Ultrasound imaging showed an oval, hypoechoic image of mixed echogenicity, with a maximum longitudinal axis of 2.8 cm, which appeared to be related to the spermatic cord. The MRI study shows a low signal T2 image at the level of the right spermatic cord, indicating that it is a tissue with low water content, possibly fibrous or scar tissue, with a maximum diameter of 43 mm.

With the diagnosis of a right paratesticular tumour, it was surgically excised and the tumour was separated from the vas deferens without difficulty. The patient is currently asymptomatic and has been treated without incident.
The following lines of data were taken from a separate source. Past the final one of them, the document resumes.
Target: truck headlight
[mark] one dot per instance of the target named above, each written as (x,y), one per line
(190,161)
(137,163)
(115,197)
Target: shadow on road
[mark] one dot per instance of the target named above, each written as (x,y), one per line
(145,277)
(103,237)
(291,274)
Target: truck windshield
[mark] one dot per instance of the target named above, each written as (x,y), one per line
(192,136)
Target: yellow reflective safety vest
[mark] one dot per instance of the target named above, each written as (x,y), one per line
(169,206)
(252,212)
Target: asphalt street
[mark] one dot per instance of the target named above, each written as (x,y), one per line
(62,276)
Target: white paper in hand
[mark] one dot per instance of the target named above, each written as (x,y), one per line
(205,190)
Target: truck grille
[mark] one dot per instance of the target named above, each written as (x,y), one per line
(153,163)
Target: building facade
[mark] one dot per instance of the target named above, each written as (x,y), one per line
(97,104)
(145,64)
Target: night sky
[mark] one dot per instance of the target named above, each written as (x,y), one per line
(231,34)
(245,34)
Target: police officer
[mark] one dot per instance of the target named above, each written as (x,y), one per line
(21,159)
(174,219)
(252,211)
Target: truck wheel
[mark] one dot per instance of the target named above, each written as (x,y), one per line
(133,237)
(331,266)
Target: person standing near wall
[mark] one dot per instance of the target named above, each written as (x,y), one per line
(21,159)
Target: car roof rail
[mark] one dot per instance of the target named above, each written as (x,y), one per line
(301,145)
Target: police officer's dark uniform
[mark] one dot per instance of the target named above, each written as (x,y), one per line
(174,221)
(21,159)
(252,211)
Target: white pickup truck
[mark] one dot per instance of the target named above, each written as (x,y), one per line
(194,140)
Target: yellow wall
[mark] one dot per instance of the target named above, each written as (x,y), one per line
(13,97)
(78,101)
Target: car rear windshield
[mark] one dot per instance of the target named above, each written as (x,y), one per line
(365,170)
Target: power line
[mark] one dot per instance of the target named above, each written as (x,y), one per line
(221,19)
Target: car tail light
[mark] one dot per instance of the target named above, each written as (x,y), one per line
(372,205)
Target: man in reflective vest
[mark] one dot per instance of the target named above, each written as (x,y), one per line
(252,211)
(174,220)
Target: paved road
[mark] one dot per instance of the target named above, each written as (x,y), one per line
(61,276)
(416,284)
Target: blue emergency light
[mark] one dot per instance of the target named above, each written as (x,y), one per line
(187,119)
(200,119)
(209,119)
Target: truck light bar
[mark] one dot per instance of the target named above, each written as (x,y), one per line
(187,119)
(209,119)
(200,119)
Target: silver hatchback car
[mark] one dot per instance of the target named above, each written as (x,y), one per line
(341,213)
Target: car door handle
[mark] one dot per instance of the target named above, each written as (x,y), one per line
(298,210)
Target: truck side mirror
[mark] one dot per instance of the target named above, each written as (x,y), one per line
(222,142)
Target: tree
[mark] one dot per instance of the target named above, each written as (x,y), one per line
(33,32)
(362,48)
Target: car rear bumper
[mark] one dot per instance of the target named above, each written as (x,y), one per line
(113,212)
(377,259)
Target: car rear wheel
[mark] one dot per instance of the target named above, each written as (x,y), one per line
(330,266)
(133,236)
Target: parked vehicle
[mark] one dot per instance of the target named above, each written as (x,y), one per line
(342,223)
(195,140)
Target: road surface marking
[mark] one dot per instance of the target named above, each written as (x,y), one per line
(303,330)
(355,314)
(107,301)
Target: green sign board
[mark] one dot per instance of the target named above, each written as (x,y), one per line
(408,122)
Macroscopic examination of the specimen revealed a rounded formation of brownish colour and elastic consistency, well delimited, with a maximum diameter of 5 cm, with a whitish, homogeneous surface with a fibrous appearance when cut. Microscopic examination revealed a well-circumscribed lesion consisting of cells with extensive eosinophilic cytoplasm with the presence of transverse striations in some of them, immersed in a fibroblastic stroma, with occasional vacuolated cells and multinucleated cells, with no mitotic activity. In the immunohistochemical study, the neoplastic cells showed intense and generalised expression of desmin and vimentin, and focal expression of specific smooth muscle actin (Master Diagnostic. Granada. Spain).